No pasó ni cinco minutos cuando escuché un golpe seco y un grito ahogado. Corrí a la cocina: mi abuela estaba sentada en el piso, con la olla volcada y el guiso desparramado.
—¡Ay, mamá! —gritó Lucía—. ¿Estás bien?
—Me tropecé con el perro ese —dijo Zulema entre dientes—. Siempre metiéndose donde no debe.—
La ayudamos a levantarse mientras el perro daba vueltas oliendo el desastre.
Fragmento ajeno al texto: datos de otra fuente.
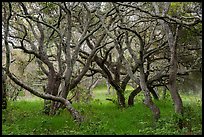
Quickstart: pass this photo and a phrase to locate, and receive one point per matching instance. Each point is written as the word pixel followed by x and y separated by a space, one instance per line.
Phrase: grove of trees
pixel 148 44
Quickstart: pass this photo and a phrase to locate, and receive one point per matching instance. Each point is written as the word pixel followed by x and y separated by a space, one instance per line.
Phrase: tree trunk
pixel 121 99
pixel 148 101
pixel 153 92
pixel 4 94
pixel 172 82
pixel 164 92
pixel 50 107
pixel 132 96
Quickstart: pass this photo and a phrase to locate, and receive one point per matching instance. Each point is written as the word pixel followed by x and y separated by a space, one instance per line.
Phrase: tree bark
pixel 132 96
pixel 172 41
pixel 4 92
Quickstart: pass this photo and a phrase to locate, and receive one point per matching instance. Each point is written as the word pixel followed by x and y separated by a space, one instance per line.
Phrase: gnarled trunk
pixel 121 99
pixel 4 94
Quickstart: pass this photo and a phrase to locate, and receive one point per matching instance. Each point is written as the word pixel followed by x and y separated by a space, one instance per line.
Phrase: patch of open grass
pixel 102 117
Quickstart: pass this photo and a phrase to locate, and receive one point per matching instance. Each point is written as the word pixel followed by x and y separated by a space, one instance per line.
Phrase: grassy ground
pixel 101 117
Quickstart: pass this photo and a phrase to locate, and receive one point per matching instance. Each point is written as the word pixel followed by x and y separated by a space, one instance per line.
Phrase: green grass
pixel 101 117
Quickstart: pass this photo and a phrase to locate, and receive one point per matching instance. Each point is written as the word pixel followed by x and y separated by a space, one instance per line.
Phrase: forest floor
pixel 102 117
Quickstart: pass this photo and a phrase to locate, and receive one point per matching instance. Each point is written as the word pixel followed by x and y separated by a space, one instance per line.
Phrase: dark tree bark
pixel 132 96
pixel 4 92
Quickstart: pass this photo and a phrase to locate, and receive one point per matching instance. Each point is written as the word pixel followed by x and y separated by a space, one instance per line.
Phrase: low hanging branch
pixel 75 114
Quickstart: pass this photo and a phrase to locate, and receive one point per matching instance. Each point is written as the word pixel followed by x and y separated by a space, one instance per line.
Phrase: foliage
pixel 101 118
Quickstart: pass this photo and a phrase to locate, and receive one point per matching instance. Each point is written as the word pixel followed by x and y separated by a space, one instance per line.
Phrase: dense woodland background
pixel 137 52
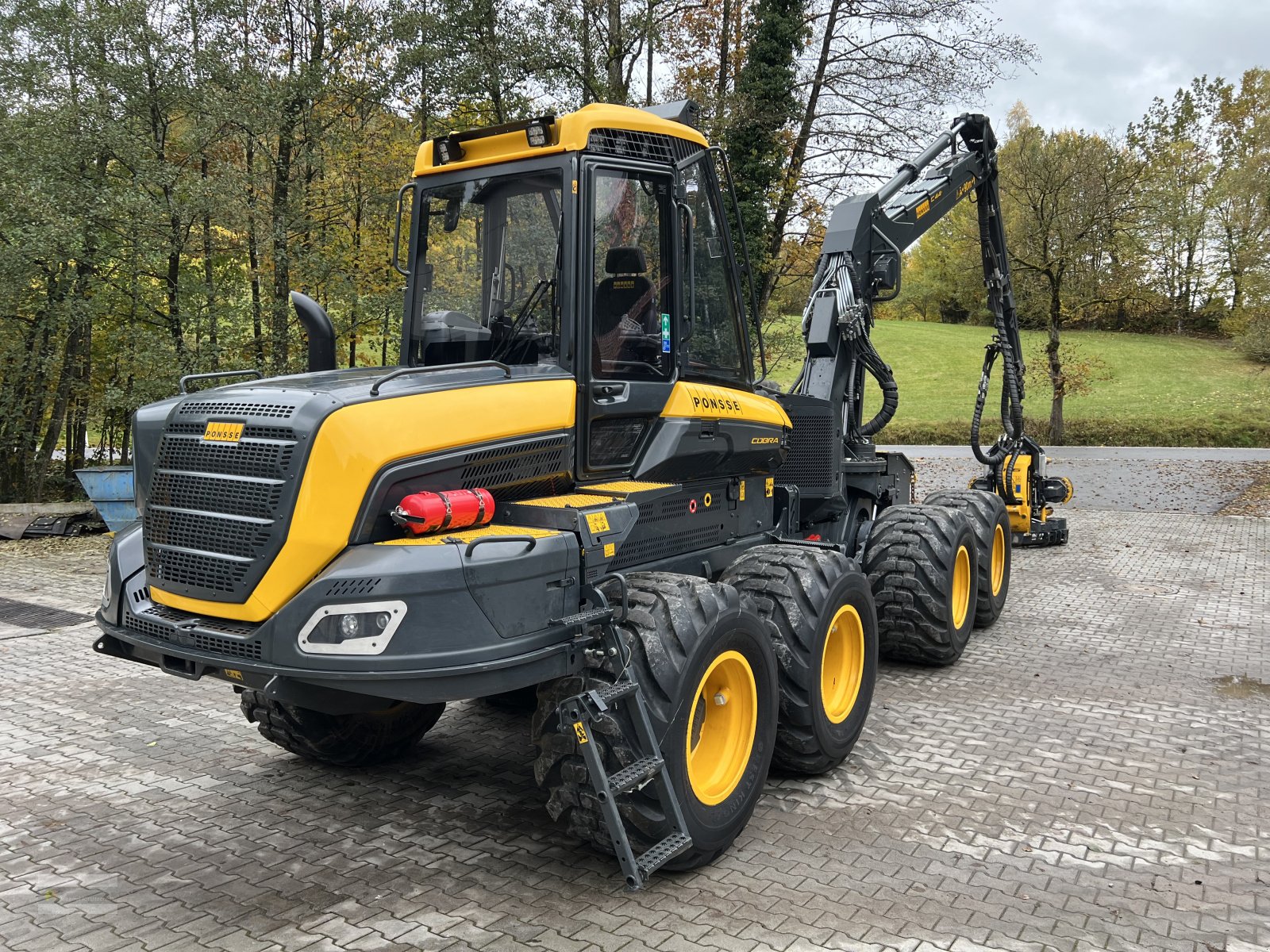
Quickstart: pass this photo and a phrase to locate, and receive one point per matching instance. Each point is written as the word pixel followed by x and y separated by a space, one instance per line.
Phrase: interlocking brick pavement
pixel 1083 780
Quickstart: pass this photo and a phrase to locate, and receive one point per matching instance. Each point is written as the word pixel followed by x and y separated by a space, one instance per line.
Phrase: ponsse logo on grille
pixel 708 401
pixel 220 432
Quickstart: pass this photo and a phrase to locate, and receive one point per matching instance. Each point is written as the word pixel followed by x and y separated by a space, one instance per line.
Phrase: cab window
pixel 630 289
pixel 714 349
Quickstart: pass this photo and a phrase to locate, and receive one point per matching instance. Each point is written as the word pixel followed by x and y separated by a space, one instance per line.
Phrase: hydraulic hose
pixel 880 371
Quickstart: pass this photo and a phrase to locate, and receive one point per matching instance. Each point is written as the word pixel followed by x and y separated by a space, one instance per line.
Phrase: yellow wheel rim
pixel 960 587
pixel 722 727
pixel 842 666
pixel 999 559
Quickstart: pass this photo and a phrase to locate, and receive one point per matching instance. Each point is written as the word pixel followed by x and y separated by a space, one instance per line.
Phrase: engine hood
pixel 251 490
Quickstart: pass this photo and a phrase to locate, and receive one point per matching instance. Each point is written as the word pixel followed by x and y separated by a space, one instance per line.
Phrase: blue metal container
pixel 112 493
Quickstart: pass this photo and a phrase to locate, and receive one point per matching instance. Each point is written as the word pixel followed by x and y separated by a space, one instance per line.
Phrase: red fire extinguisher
pixel 452 509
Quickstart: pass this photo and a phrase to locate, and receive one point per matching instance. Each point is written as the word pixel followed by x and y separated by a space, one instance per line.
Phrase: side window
pixel 714 348
pixel 630 294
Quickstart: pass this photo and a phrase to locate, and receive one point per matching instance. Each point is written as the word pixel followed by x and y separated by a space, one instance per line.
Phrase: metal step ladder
pixel 579 714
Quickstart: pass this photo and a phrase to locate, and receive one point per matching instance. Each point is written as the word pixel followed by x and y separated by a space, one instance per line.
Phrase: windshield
pixel 488 271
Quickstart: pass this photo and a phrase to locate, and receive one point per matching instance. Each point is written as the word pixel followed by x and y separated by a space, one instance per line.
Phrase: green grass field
pixel 1160 390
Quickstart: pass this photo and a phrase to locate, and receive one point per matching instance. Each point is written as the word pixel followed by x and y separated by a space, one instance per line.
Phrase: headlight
pixel 364 628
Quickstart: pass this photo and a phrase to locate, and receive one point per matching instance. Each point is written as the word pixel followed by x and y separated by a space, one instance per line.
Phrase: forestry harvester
pixel 572 492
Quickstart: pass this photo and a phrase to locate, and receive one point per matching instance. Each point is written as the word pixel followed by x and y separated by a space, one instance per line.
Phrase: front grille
pixel 648 146
pixel 159 622
pixel 235 408
pixel 215 512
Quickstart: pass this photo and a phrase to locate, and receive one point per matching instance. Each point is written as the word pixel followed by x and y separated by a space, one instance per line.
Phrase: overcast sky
pixel 1103 61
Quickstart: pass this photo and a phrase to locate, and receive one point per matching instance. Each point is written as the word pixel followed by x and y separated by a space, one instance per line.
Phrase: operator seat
pixel 624 308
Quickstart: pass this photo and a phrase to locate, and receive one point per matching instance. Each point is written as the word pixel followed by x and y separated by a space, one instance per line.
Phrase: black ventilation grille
pixel 241 408
pixel 258 460
pixel 615 440
pixel 159 622
pixel 648 146
pixel 256 498
pixel 178 570
pixel 352 588
pixel 658 545
pixel 813 451
pixel 505 470
pixel 216 512
pixel 207 532
pixel 667 528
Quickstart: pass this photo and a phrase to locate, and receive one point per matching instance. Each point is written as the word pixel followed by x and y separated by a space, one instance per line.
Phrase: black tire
pixel 911 559
pixel 991 524
pixel 802 590
pixel 344 740
pixel 679 625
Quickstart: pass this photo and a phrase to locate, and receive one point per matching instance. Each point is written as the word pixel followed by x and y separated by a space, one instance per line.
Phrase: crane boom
pixel 860 267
Mamá empezó a llorar en silencio mientras limpiaba el piso.
—Esto no puede seguir así —dije en voz baja—. Nos estamos volviendo locas.—
Esa noche nadie cenó guiso ni sándwich. Nos sentamos las tres en la mesa con una taza de té cada una. El silencio era espeso hasta que Zulema habló:
—Cuando tu abuelo murió, yo también sentí que todo se me venía encima. Pero aprendí que una casa es como una olla: si todas meten cuchara sin hablarse, se quema.—
Mamá suspiró.—Yo solo quiero que estemos bien… pero no sé cómo hacerlo.—
Me animé a decir lo que nunca había dicho.—Yo tampoco quiero estar acá toda la vida. Quiero mi espacio… pero también las necesito.—
Nos miramos las tres, por primera vez sin reproches ni excusas. Afuera empezaba a llover y el ruido del agua contra las chapas parecía limpiar algo más que el aire.
Al día siguiente intentamos algo nuevo: cocinar juntas. No fue fácil; discutimos por la sal, por el tamaño de las papas y hasta por quién lavaba los platos. Pero entre risas y lágrimas salió un guiso raro, mezcla de las recetas de las tres generaciones.
Esa noche cenamos juntas sin pelear. Por primera vez en mucho tiempo sentí que esa cocina era un poco menos campo de batalla y un poco más hogar.
Ahora cada vez que escucho el silbido de la pava pienso: ¿cuántas mujeres habrán peleado por una cocina antes que nosotras? ¿Y cuántas habrán encontrado en ese caos una forma de quererse?
¿Ustedes también sienten a veces que la familia es como una olla a presión? ¿Cómo hacen para no explotar?